Issue
Will section 175-10 of the Income Tax Assessment Act 1997 (ITAA 1997) apply to deny a deduction to a company for losses carried forward against distributions of income received from a discretionary trust that is controlled by the shareholders (individuals) of the company?
Decision
No. Pursuant to subsection 175-10(2) of the ITAA 1997, it is considered to be fair and reasonable for the Commissioner to allow a deduction to the company for losses carried forward against distributions of income from a trust which is controlled by the shareholders (individuals) of the company.
Facts
All shares of the company have been held equally by two individuals since its incorporation. All shares on issue carry the same rights.
The company recently sold its business to a non-related purchaser and presently has carried forward losses.

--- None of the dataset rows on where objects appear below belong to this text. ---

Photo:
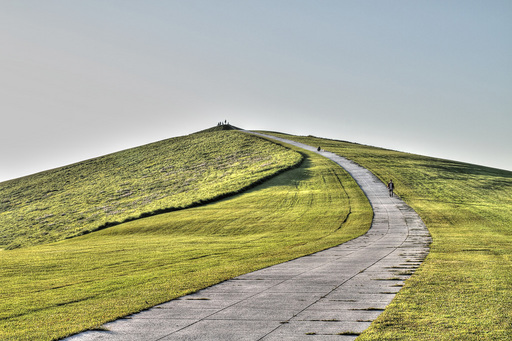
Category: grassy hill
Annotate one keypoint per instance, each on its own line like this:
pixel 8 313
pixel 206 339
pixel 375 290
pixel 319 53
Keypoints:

The property from which the company formerly conducted its business is owned by a related discretionary trust (Trust) that is controlled by the same two individuals. This property is now rented to the purchaser of the business and generates the main income of the Trust.

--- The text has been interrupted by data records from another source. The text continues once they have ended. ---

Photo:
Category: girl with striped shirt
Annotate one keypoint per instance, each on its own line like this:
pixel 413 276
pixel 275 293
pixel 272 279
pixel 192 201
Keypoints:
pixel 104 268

The shareholders of the company have been the only beneficiaries of the Trust. The trustee is to distribute all future net income of the Trust to the company which is to claim a deduction for carried forward losses against this income.
The existing shareholders rights and interests in the company are to remain unchanged.
Reasons for Decision
Subdivision 175-A of the ITAA 1997 contains various anti-avoidance rules relevant to prior year losses.
Section 175-10 of the ITAA 1997 outlines the first case for denying a deduction where income is injected into company because of the available tax loss
Subsection 175-10(1) of the ITAA 1997 provides that the Commissioner may disallow a deduction for a prior year tax loss in an income year in which the company derives income which it would not have derived if the loss had not been available.
The company has prior year losses and will claim deductions to the extent of these losses against distributions of income from a related trust.
However, under subsection 175-10(2) of the ITAA 1997 the Commissioner cannot disallow a deduction for a prior year tax loss if the continuing shareholders will benefit from the derivation of the injected amount to an extent which the Commissioner considers is fair and reasonable. In determining this, the Commissioner must have regard to the continuing shareholders respective rights and interests in the company.
There is to be no change in either the shareholders themselves or their 100 per cent continuous holding of shares in the company. The benefit from this injection of income will flow only to persons who were shareholders during the years in which the losses were incurred by the company (i.e., the continuing shareholders). This continuous shareholding is to remain unchanged for the period in which deductions for losses will be claimed.
The Commissioner has determined that it is fair and reasonable to accept that the continuing shareholders will benefit from the injection of funds in proportion to their respective rights and interests in the company. Therefore subsection 175-10(1) of the ITAA 1997 cannot apply to enable the Commissioner to disallow a claim by the company for prior year tax losses. (Note : Subdivision 175-A sets out two cases where the Commissioner may disallow a tax loss. This ATO ID deals only with section 175-10. Section 175-15 of the ITAA 1997 must also be considered. See the related ATO ID on the operation of section 175-15 of the ITAA 1997.)